Wednesday, October 31, 2012

Madonna's politics couldn't have surprised New Orleans fans ...

Madonna sings "Give Me All Your Luvin'/Express Yourself" during her MDNA Tour stop at the New Orleans Arena Oct. 27. (Photo by David Grunfeld, The Times-Picayune/NOLA.com)

"Madonna surely might have been expected to be particularly provocative in New Orleans. In fact, she was disappointingly inoffensive."

If that walk-out from Madonna's concert at the Arena last Saturday was a PR stunt, it certainly worked.?The publicity was probably worth many times whatever Madonna's handlers might have paid audience members to fake outrage and flounce off into the night.

News reports and on-line comments suggested the protest over a pro-President Barrack Obama aside was spontaneous. But that would require us to believe that some of Madonna's fans are more than a bit simple.

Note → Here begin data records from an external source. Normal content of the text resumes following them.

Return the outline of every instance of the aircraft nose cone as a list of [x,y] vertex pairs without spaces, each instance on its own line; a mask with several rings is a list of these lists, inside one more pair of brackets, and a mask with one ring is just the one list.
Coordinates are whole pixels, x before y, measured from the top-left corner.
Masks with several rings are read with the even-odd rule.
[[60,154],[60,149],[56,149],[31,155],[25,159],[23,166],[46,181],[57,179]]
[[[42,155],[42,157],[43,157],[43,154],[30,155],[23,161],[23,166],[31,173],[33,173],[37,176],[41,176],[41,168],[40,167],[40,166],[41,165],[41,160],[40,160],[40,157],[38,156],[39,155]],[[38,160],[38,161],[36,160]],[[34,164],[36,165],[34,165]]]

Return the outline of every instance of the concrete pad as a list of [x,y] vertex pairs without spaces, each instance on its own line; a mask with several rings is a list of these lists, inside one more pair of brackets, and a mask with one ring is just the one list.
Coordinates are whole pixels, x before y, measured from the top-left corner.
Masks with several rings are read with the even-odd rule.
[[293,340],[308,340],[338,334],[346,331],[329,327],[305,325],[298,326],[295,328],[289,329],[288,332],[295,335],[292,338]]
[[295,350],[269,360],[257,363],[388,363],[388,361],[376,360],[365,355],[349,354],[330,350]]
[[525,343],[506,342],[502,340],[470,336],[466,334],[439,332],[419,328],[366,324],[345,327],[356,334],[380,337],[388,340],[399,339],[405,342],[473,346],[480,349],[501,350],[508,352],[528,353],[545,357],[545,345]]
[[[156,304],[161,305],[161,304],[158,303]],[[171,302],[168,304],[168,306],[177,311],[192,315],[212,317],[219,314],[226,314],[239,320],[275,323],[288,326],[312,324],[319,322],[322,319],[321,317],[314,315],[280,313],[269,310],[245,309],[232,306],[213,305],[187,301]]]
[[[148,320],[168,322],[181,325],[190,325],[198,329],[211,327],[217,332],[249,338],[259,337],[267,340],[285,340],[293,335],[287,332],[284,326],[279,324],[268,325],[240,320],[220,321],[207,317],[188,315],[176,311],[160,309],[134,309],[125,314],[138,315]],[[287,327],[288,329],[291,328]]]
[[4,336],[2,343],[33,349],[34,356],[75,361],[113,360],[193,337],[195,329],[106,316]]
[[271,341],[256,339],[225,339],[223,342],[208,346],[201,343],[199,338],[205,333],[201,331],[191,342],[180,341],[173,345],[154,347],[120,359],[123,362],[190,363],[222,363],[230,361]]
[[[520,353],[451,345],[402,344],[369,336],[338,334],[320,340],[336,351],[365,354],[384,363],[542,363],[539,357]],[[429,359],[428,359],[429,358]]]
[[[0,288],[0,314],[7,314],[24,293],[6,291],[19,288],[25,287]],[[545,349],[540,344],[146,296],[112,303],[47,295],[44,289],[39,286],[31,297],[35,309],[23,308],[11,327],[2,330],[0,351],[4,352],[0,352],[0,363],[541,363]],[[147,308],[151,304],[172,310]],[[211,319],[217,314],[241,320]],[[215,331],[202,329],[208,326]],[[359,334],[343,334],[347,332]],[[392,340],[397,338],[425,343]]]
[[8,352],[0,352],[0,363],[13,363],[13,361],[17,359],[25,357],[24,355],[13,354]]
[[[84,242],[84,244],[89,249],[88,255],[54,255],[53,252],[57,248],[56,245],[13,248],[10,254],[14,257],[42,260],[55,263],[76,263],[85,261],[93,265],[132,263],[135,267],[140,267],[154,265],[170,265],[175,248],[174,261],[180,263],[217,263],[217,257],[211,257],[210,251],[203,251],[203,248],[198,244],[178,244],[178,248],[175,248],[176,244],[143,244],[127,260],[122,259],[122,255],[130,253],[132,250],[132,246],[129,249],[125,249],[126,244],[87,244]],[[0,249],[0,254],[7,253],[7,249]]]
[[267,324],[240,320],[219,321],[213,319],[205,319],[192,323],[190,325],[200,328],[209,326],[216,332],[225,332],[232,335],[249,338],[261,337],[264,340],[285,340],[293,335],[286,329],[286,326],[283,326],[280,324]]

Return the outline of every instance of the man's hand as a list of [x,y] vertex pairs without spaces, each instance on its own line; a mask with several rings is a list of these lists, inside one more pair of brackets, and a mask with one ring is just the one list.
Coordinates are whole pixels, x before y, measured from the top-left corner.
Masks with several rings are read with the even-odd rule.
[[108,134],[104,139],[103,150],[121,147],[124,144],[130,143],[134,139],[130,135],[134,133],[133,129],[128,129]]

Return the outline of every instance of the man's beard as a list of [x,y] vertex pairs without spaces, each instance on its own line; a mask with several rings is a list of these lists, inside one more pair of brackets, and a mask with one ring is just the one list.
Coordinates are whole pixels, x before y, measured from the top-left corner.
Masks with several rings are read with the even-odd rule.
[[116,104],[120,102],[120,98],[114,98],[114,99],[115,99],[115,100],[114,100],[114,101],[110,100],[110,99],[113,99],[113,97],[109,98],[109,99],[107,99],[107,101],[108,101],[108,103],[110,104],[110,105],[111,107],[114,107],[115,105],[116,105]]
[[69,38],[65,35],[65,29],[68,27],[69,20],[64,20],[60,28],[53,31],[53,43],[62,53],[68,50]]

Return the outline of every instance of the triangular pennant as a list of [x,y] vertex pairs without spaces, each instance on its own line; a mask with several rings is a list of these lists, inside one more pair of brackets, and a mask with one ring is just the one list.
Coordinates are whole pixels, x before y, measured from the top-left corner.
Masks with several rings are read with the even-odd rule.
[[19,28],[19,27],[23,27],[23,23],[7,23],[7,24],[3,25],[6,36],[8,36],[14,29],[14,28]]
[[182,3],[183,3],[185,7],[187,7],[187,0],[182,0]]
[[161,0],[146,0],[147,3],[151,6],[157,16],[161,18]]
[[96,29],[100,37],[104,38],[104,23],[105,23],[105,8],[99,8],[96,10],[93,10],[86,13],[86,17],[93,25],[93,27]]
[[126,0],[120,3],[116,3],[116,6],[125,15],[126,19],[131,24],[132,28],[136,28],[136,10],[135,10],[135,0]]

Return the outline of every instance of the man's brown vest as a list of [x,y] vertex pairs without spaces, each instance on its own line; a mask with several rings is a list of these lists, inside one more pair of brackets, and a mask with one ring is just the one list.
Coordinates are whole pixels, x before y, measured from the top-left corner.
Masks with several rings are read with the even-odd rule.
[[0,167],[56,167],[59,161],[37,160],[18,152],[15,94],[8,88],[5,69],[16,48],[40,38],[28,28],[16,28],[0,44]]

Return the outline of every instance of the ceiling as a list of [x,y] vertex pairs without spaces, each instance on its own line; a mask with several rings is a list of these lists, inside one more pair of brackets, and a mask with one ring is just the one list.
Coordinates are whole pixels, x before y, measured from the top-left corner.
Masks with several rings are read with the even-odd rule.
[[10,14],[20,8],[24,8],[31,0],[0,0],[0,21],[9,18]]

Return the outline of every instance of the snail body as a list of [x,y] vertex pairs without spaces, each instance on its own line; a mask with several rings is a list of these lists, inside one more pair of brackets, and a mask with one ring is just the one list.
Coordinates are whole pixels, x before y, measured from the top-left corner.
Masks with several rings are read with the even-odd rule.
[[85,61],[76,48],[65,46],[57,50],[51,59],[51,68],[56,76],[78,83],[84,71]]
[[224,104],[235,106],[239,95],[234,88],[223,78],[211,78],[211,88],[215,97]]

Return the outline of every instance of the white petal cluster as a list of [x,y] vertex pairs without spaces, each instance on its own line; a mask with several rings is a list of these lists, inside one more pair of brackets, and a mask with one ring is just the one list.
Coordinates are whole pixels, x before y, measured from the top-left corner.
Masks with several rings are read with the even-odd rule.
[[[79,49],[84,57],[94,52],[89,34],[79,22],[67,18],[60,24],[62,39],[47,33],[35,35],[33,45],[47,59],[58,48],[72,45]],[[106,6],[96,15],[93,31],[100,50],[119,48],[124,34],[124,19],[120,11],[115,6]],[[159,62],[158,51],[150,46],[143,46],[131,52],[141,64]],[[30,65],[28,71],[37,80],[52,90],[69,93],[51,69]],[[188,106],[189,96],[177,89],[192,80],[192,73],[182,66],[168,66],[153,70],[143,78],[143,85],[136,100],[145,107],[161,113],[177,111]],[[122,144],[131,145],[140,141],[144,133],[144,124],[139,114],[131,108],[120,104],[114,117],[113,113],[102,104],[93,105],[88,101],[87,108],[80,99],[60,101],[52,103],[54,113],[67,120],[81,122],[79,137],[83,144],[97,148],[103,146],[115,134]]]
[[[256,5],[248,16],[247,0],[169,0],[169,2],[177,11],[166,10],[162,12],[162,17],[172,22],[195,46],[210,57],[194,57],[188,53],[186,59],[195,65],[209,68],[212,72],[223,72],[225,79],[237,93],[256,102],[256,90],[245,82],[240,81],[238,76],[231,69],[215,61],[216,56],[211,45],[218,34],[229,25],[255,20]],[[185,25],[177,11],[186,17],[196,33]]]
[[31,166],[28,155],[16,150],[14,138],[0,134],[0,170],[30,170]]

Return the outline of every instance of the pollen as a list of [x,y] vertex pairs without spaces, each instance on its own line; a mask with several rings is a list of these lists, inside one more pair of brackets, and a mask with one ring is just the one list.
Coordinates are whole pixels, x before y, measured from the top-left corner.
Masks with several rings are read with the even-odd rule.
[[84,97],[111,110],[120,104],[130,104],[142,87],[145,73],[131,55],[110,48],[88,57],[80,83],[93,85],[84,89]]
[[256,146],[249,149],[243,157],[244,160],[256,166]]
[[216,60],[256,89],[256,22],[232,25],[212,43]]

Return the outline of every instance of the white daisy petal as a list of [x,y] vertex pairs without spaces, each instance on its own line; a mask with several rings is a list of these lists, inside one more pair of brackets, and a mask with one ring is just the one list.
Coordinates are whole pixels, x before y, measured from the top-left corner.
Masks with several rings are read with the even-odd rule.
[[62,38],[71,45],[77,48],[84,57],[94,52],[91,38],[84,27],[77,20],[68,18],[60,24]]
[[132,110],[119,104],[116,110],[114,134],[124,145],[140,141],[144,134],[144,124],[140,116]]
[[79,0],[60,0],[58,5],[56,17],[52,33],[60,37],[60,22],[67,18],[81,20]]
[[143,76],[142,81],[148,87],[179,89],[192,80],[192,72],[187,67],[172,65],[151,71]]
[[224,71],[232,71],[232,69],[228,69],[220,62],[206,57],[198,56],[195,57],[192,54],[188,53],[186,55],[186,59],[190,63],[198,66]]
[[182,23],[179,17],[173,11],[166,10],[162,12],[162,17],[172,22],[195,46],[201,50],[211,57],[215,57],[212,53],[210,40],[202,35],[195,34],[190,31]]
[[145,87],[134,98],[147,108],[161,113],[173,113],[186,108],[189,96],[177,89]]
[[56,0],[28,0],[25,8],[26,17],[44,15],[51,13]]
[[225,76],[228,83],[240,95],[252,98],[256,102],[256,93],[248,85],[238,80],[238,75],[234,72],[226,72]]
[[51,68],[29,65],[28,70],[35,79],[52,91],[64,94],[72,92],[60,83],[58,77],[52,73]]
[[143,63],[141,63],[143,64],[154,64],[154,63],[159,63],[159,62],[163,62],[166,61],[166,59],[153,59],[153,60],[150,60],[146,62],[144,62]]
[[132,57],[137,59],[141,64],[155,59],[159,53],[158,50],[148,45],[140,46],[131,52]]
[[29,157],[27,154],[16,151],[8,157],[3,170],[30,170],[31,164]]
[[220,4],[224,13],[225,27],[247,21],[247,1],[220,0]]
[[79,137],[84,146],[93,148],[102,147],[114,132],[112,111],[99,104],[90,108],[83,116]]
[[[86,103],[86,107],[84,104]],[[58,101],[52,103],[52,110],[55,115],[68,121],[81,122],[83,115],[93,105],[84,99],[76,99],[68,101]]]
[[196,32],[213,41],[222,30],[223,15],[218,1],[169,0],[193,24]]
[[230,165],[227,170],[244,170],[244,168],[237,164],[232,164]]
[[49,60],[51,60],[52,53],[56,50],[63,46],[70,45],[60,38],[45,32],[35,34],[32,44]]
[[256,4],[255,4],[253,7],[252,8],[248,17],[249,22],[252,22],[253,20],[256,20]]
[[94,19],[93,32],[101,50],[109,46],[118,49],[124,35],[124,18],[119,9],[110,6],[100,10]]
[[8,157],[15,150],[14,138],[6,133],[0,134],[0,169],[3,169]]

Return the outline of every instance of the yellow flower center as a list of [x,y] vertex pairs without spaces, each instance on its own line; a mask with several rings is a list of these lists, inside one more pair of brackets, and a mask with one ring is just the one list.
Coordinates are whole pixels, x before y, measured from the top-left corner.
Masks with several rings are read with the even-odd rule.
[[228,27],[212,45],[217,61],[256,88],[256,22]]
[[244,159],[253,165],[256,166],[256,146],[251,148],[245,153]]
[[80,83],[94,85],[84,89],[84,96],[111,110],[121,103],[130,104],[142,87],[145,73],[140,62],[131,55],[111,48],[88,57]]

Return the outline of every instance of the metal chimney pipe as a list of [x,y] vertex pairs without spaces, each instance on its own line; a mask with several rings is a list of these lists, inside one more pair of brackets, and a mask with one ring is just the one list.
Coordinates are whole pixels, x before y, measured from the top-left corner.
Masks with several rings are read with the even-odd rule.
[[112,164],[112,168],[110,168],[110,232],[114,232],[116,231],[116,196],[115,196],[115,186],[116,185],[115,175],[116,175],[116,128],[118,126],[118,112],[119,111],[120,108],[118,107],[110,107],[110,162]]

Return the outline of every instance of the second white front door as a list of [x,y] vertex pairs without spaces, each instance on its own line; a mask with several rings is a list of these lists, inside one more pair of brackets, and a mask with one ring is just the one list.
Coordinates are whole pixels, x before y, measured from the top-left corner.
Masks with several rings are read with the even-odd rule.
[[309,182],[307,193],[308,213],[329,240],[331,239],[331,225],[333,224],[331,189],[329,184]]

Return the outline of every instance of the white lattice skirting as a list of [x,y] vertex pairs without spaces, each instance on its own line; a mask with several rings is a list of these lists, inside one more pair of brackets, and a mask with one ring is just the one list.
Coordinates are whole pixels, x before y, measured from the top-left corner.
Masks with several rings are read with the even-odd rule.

While that is not entirely beyond the bounds of possibility, to be shocked that Madonna should veer into politics bespeaks a lamentable unfamiliarity with her career. It is no secret that there is more to a Madonna concert than the gyrations of an aging frame and shaky renditions of ancient hits.

Her most prominent recent causes are the imprisoned Russian punk band Pussy Riot and Malala Yousafzai, the 14-year-old Pakistani the Taliban tried to murder for advocating girls' education. Whether they benefit from the media coverage is debatable, but she certainly does.

Her current tour, which began in Tel Aviv several months ago, has courted controversy at every stop. Just before she arrived in New Orleans, she was in Colorado, where the simulated gunfire in her show struck some, so soon after the Aurora massacre, as somewhat crass.

She got everyone's attention, though, and Madonna's press agent, Liz Rosenberg, was wheeled out to explain that the gun scenes were essential for artistic integrity. Removing them, she said, would be like excising Act 3 of Hamlet. Never having seen Madonna's show, yours truly is going out on a limb here to suggest that the analogy with Shakespeare could only be made by a wisecracking showbiz flak.

Act 3 of Hamlet has "To be or not to be," whereas Madonna's show, according to our reviewer, features a great deal of "audiovisual bang" with "hydraulics, fire, lasers, break-dancing clowns, contortionists, acrobatic slackwire-walking, gunfire" and other delights.

After decades of controversy, including a generous helping of Catholic bashing, Madonna surely might have been expected to be particularly provocative in New Orleans. In fact, she was disappointingly inoffensive. The burden of the complaints from those who booed, and walked out, was they paid to hear her sing, and not to advance a political agenda. That is a most eccentric frame of mind in which to show up at one of her gigs.

All she said anyway was that she didn't care how her fans voted in the election, so long as they voted for Obama. That Madonna was for the Democrats was not exactly classified information, but she then backed off and declared she didn't care who got her fans' vote. She just urged everyone to go to the polls, which is what every editorial page in the country does before every election. Hardly a bold stance. Madonna was really starting to sound like an old woman.

But by then a chunk of the audience was in quite a huff and took off. This is unlikely to have caused Madonna any material distress. Tickets cost up to $400, and there were no refunds for leaving at half time. They call Republicans pachyderms, but the ones who go to Madonna gigs are so thin-skinned they'll cut off their noses to spite their faces. The media coverage just made them look dumb.

But not Madonna, who is such a gifted publicity hog that she will probably still be selling out concerts when she's 100. She cannot have expected that anyone in her audience would vote for Obama because she said so, and it wouldn't have mattered anyway. If the whole arena had fallen in line, Romney would still have carried Louisiana.

It is not necessary to have been in the business as long as Madonna to realize that pop stars who dabble in politics seldom change minds. Indeed, venturing into politics can be devastating for a career, as the Dixie Chicks discovered when their opposition to the Iraq war was taken as treason. Such stars as John Mellencamp and Neil Young saw ticket sales plummet when they urged giving President Bush the heave-ho in 2004.

So maybe nobody had to pay the fans to walk out. But it probably suits Madonna just fine that they did.